Several ideas about how to raise MTA fare and toll revenue — including implementing a flat fare for LIRR trips made between Long Island and New York City — will be the topic of a series of virtual public hearings that begin Tuesday.
The Metropolitan Transportation Authority is holding eight virtual public hearings through Dec. 21, with the first taking place on Tuesday at 5:30 p.m. More information on how to watch the hearings and participate in them is available at new.mta.info/2020hearings.
"The MTA will begin the standard review process for fare and toll adjustments, although we recognize this year is anything but standard, with a series of virtual public hearings," MTA chairman Patrick Foye said in a statement. "With the ongoing COVID-19 pandemic, we are committed to reviewing a wide variety of proposals and will work to minimize the impact on our customers."
The hikes aim to raise the MTA fare and toll revenue by 4%. If approved by the MTA Board early next year, the new rates would take effect in the spring.
Under one plan being considered, the Long Island Rail Road would replace the distance-based fare model it adopted nearly two centuries ago and replace it with a flat fare for trips made between stations on Long Island and stations in New York City. The model also would do away with "peak" and "off-peak" pricing, and instead charge the same fares at all times.
Under another proposal being considered, LIRR monthly pass-holders would not see their fares go up. Instead, the LIRR would raise rates only on "non-commutation" fares, including one-way and round-trip tickets — most of which would increase in cost by between 7% and 10%.
The LIRR is also considering replacing Mail & Ride tickets with downloadable electronic tickets, which would save on printing and postage costs.
The New York City Transit subway and bus system is similarly considering some unconventional approaches to its fare hike plan. Under one proposal, the "base fare" of a bus or subway trip would be kept at $2.75, but time-based passes, like the seven-day and 30-day unlimited ride MetroCard, would be eliminated. Other options include eliminating the use of coins on buses, increasing the fee for the purchase of a new MetroCard, and getting rid of single-ride MetroCards.
But Danny Pearlstein, spokesman for the Riders Alliance, an advocacy group, said the MTA shouldn’t be raising fares at all right now, given how many essential workers are counting on the transit system to get to and from work.
"Now more than ever, the subway and bus fare is a regressive tax," Pearlstein said.
The MTA is also considering raising E-ZPass tolls on the MTA’s Bridges and Tunnels to as much as $6.70, from the current $6.12, and charging different rates at different times of the day, depending on traffic conditions.

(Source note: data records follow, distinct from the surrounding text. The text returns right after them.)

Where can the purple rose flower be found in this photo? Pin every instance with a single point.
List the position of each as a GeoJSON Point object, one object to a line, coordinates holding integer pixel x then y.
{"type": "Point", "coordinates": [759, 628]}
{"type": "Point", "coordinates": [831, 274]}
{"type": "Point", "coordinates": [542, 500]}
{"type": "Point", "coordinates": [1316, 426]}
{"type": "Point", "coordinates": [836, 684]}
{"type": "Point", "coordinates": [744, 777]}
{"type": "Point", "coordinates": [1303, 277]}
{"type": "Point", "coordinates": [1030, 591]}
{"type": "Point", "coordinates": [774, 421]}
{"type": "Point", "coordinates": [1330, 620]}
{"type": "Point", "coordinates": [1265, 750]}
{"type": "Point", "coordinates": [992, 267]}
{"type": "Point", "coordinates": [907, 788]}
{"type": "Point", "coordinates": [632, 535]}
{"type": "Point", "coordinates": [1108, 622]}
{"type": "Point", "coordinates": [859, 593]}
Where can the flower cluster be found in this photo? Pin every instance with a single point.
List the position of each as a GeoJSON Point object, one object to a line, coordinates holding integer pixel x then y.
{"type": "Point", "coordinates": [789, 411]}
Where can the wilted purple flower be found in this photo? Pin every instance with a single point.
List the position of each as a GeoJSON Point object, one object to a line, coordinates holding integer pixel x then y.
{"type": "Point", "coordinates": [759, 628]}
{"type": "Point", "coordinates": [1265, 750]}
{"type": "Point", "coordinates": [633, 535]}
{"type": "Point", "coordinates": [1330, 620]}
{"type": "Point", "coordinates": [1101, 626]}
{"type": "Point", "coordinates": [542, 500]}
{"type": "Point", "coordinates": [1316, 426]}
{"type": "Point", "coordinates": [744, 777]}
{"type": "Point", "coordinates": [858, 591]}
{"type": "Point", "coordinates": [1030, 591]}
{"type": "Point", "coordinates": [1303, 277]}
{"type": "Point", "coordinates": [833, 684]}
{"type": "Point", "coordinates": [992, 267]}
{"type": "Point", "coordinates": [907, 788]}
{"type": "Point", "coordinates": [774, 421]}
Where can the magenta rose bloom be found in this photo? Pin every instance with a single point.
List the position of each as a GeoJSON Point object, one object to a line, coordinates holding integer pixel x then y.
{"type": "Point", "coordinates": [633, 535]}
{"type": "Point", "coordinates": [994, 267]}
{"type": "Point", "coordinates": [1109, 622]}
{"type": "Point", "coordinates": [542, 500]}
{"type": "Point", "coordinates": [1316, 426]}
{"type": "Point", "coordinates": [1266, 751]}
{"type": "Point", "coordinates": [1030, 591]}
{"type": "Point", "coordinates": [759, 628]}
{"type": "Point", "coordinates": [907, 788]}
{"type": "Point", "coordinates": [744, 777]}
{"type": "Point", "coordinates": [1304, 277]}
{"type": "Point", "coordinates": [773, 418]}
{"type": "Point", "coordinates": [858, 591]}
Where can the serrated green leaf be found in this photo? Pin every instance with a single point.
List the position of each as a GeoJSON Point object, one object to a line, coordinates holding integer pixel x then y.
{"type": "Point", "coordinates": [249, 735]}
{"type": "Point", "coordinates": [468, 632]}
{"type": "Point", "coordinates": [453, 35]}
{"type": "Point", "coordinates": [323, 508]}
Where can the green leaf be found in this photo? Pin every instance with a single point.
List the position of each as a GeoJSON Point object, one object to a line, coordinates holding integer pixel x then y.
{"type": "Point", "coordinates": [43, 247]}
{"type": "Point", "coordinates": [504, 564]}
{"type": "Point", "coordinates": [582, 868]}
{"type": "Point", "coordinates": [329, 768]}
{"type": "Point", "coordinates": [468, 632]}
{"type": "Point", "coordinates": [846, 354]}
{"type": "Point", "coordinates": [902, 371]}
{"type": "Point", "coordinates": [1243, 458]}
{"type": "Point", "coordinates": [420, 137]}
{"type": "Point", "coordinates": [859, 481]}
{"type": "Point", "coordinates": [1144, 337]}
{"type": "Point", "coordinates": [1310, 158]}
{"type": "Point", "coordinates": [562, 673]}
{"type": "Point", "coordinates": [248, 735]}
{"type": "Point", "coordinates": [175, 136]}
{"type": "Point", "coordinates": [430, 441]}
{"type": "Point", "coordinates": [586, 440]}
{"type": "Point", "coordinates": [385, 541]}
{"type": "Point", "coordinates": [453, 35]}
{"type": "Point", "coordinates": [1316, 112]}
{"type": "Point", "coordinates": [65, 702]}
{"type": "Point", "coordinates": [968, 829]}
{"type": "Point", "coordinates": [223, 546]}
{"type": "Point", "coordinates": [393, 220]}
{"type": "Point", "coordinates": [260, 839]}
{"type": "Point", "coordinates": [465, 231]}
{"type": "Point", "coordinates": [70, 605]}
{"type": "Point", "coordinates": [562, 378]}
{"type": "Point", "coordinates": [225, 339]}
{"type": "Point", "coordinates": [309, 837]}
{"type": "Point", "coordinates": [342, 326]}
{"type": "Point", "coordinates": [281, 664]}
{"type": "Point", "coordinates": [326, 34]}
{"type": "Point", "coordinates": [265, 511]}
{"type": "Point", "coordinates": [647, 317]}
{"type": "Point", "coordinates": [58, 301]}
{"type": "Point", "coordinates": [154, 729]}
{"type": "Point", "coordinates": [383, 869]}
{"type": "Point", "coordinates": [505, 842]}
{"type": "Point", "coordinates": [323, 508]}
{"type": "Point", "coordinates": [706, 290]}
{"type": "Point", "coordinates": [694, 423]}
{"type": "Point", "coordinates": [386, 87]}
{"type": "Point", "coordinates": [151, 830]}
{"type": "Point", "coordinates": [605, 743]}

Most of the online hearings will be attended by MTA leadership, including board members and agency presidents. It’s the first time the agency has held its public fare hearings virtually, though monthly board meetings have been virtual since March.
"Our role is to be good listeners," said MTA Board member Kevin Law, who represents Suffolk County and has pushed the agency to consider decreasing fares in 2021 to lure back commuters. "I’m not exactly sure what to expect, but I believe all options are on the table."